Bab 6 Raja Babi Hutan

Penguasa Racun Tak Tertandingi dalam Dunia Game Online Takdir Mimpi Bintang 2966kata 2026-02-10 01:30:35

Ah, naik level memang hal yang bagus, tapi setelah naik level ada lagi masalah baru: tidak bisa meningkatkan bakat. Wu Shaocen sekarang malah merasa kenaikan levelnya terlalu cepat, kalau pemain lain yang masih rebutan kelinci tahu, bisa-bisa dia dihabisi ramai-ramai.

Dia memutuskan untuk melihat apakah monster level 7 bisa dikalahkan. Kalau tidak bisa, kembali memburu babi saja. Dengan pikiran itu, Wu Shaocen melangkah lebih jauh ke dalam hutan babi liar. Hutan babi liar sangat luas, setelah berkeliling cukup lama barulah ia berhasil keluar dari hutan, di perjalanan banyak babi liar yang ia temui, namun semua ia tinggalkan begitu saja. Dengan kecepatan 18, tidak ada babi liar dengan kecepatan 11 yang mampu mengejarnya.

Begitu keluar dari hutan, di depannya terbentang sebuah padang rumput, dan di sana terlihat kawanan serigala abu-abu yang berkeliaran di atas rumput.

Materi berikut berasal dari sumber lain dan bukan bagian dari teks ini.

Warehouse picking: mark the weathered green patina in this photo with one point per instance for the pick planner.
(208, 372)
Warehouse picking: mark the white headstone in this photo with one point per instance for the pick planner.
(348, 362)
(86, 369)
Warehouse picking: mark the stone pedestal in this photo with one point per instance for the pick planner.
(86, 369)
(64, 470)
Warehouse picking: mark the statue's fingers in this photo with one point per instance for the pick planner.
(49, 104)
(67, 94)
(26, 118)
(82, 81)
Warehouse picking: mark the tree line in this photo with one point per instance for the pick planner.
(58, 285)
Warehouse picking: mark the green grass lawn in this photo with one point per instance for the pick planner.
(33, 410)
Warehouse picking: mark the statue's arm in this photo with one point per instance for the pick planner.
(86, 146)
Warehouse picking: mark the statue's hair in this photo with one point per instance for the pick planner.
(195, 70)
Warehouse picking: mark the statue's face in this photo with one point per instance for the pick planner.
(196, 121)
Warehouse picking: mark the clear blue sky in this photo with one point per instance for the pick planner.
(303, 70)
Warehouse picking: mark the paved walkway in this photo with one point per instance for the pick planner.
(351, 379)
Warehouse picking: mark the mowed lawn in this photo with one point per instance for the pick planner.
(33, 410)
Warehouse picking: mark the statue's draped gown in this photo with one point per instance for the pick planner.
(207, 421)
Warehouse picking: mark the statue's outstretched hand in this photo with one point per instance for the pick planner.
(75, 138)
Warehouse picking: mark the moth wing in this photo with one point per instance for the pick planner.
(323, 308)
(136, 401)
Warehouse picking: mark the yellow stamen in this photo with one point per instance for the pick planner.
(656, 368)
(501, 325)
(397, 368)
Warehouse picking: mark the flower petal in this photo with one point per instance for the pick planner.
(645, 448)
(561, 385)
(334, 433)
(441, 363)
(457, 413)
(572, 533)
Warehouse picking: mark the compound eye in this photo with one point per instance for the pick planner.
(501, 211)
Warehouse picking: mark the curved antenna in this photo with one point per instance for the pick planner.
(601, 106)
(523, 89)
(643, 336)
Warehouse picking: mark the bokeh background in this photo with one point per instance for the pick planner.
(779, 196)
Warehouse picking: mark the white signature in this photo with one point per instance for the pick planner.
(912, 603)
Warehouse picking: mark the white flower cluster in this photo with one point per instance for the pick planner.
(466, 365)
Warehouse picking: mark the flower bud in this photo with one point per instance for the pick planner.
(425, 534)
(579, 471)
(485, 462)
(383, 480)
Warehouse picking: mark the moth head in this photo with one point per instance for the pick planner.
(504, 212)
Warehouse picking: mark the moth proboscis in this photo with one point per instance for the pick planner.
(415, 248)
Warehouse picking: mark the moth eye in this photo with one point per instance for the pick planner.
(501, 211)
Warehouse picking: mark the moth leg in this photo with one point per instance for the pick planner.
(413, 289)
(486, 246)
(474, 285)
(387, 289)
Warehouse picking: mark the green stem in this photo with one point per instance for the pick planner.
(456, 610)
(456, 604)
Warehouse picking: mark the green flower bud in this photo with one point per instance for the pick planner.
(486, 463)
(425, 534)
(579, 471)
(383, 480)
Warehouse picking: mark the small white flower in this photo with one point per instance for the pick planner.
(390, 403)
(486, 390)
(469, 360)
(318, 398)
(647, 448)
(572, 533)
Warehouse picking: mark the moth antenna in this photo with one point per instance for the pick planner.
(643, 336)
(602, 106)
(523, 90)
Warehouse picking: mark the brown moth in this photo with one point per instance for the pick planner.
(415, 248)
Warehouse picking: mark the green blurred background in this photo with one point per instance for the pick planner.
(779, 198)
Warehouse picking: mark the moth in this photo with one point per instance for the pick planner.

“Ya ampun, banyak sekali!” Wu Shaocen langsung merasa putus asa, sepertinya tidak mungkin bisa melawan mereka. Tapi karena sudah sampai, ia memutuskan untuk memeriksa atributnya. Ia menemukan seekor serigala yang paling dekat, lalu melemparkan mantra pengamatan. Untung jarak pengamatan cukup jauh, jadi tidak perlu masuk ke wilayah aggro.

Serigala Liar
Level: 9
HP: 4000
Serangan: 115
Pertahanan: 55
Kecepatan: 20
Skill: Gigit – Membuka mulut lebar-lebar menggigit target, memberikan 150% serangan fisik, 50% kemungkinan menyebabkan berdarah, kehilangan 5 HP per detik selama 10 detik.

...

Setiap kali melihat monster baru, rasanya jantung selalu tertantang, dan satu-satunya hal yang ingin kulakukan setelahnya adalah mengutuk perancang game. Walaupun game ini sebenarnya dikendalikan oleh otak pusat, bukan tim perancang, tapi dengar-dengar otak pusat bisa apa saja di dalam game, tidak berani mengutuk. Jadi lebih baik mengutuk perancang saja. Ini monster biasa, tapi atributnya seperti boss!

Eh, ini monster level 9? Berarti monster level 7 dan 8 mungkin ada di jalan tengah. Lebih baik ke sana saja, serigala-serigala ini tidak bisa dihadapi.

Wu Shaocen berbalik dan kembali ke hutan babi liar, menyerah. Ketika ia kembali dan berjalan keluar, tiba-tiba di sudut mata ia melihat kilatan cahaya emas. Wu Shaocen penasaran, lalu berjalan ke arah kilatan itu. Setelah beberapa saat, ia membuka semak-semak di depannya, dan terlihat seekor babi liar raksasa, ukurannya dua kali lebih besar dari babi liar yang pernah ia lawan sebelumnya. Di bawah kaki babi liar raksasa itu ada lingkaran cahaya emas, ciri khas boss di game ini.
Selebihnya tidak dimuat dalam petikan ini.